AdaBoost

An ensemble meta-algorithm that combines weak learners and adapts to the 'hardness' of each training sample.

Inputs

Data: input dataset
Preprocessor: preprocessing method(s)
Learner: learning algorithm

Outputs

Learner: AdaBoost learning algorithm
Model: trained model

The AdaBoost (short for "Adaptive boosting") widget is a machine-learning algorithm, formulated by Yoav Freund and Robert Schapire. It can be used with other learning algorithms to boost their performance. It does so by tweaking the weak learners.

AdaBoost works for both classification and regression.

The learner can be given a name under which it will appear in other widgets. The default name is "AdaBoost".
Set the parameters. The base estimator is a tree and you can set:
- Number of estimators
- Learning rate: it determines to what extent the newly acquired information will override the old information (0 = the agent will not learn anything, 1 = the agent considers only the most recent information)
- Fixed seed for random generator: set a fixed seed to enable reproducing the results.
Boosting method.
- Classification algorithm (if classification on input): SAMME (updates base estimator's weights with classification results) or SAMME.R (updates base estimator's weight with probability estimates).
- Regression loss function (if regression on input): Linear (), Square (), Exponential ().
Produce a report.
Click Apply after changing the settings. That will put the new learner in the output and, if the training examples are given, construct a new model and output it as well.
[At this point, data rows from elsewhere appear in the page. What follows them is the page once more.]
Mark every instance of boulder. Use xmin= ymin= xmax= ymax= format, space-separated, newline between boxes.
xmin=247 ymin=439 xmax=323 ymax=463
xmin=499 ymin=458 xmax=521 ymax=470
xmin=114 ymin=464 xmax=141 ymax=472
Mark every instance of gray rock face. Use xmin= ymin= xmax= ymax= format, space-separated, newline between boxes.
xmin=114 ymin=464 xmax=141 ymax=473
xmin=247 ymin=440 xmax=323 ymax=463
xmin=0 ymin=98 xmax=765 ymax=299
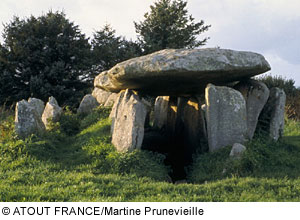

To communicate changes automatically tick Apply Automatically.

Preprocessing

AdaBoost uses default preprocessing when no other preprocessors are given. It executes them in the following order:

removes instances with unknown target values
continuizes categorical variables (with one-hot-encoding)
removes empty columns
imputes missing values with mean values

To remove default preprocessing, connect an empty Preprocess widget to the learner.

Examples

For classification, we loaded the iris dataset. We used AdaBoost, Tree and Logistic Regression and evaluated the models' performance in Test & Score.

For regression, we loaded the housing dataset, sent the data instances to two different models (AdaBoost and Tree) and output them to the Predictions widget.